Friday, June 27, 2014

Jurassic Park Needs Parasites! Callovian Jurassic Fly Larva Volunteers!




Around 165 million years ago, a spectacular parasite was at home in the freshwater lakes of present-day Inner Mongolia (China): A fly larva with a thorax formed entirely like a sucking plate. With it, the animal could adhere to salamanders and suck their blood with its mouthparts formed like a sting. To date no insect is known that is equipped with a similar specialised design. The international scientific team is now presenting its findings in the journal "eLIFE".

The parasite, an elongate fly larva around two centimeters long, had undergone extreme changes over the course of evolution: The head is tiny in comparison to the body, tube-shaped with piercer-like mouthparts at the front. The mid-body (thorax) has been completely transformed underneath into a gigantic sucking plate; the hind-body (abdomen) has caterpillar-like legs. The international research team believes that this unusual animal is a parasite which lived in a landscape with volcanoes and lakes what is now northeastern China around 165 million years ago. In this fresh water habitat, the parasite crawled onto passing salamanders, attached itself with its sucking plate, and penetrated the thin skin of the amphibians in order to suck blood from them.

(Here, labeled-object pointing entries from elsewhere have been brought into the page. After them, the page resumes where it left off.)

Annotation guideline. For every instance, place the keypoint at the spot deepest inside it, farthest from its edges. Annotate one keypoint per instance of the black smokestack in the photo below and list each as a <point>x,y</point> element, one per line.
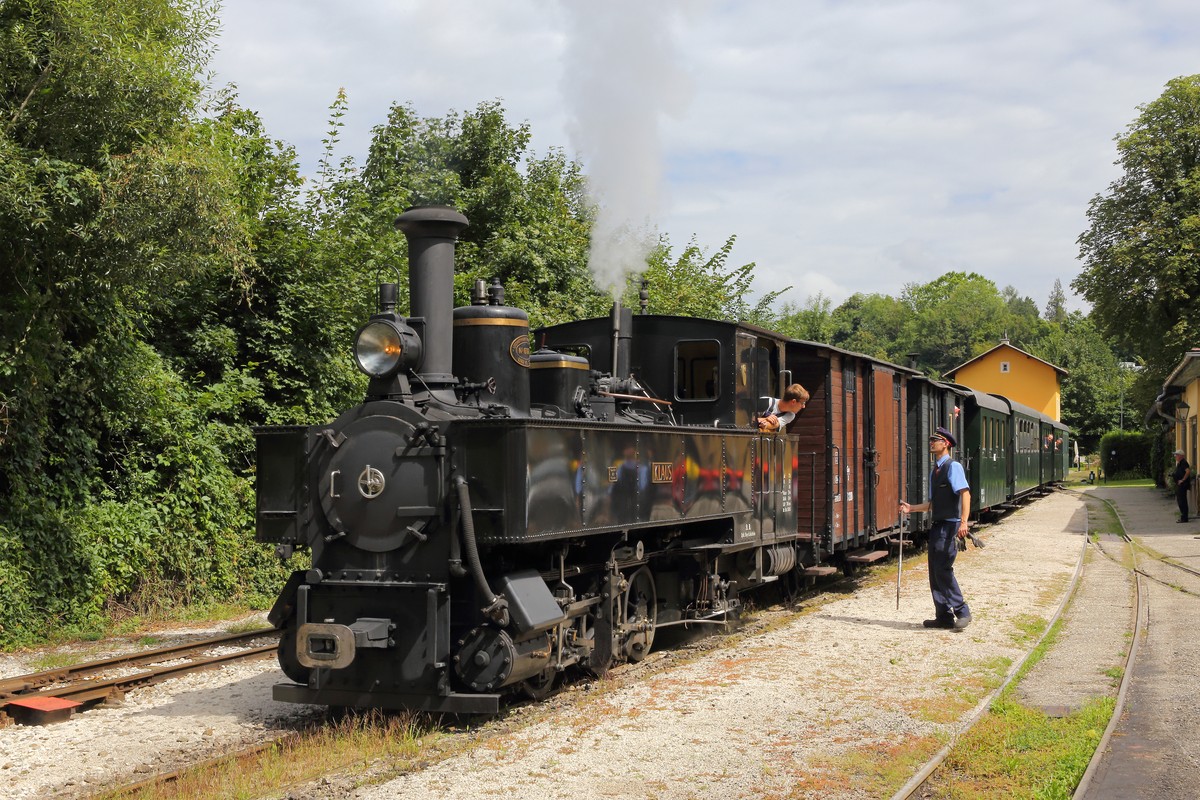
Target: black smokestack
<point>432,233</point>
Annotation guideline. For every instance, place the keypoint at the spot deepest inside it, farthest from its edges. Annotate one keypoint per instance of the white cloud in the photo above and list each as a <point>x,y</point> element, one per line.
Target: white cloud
<point>851,146</point>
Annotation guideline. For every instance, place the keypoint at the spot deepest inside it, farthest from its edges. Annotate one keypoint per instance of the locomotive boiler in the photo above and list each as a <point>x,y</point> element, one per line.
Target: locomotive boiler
<point>492,516</point>
<point>489,517</point>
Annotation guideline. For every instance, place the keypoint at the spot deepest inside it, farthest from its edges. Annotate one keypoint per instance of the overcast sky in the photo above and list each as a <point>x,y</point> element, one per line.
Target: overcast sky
<point>850,145</point>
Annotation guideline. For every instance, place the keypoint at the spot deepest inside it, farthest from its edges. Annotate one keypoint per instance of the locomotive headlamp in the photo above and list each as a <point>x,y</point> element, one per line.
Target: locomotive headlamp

"The parasite lived the life of Reilly", says Prof. Jes Rust from the Steinmann Institute for Geology, Mineralogy and Palaeontology of the University of Bonn. This is because there were many salamanders in the lakes, as fossil finds at the same location near Ningcheng in Inner Mongolia (China) have shown. "There scientists had also found around 300,000 diverse and exceptionally preserved fossil insects", reports the Chinese scientist Dr. Bo Wang, who is researching in palaeontology at the University of Bonn as a PostDoc with sponsorship provided by the Alexander von Humboldt Foundation. The spectacular fly larva, which has received the scientific name of "Qiyia jurassica", however, was a quite unexpected find. "Qiyia" in Chinese means "bizarre"; "jurassica" refers to the Jurassic period to which the fossils belong.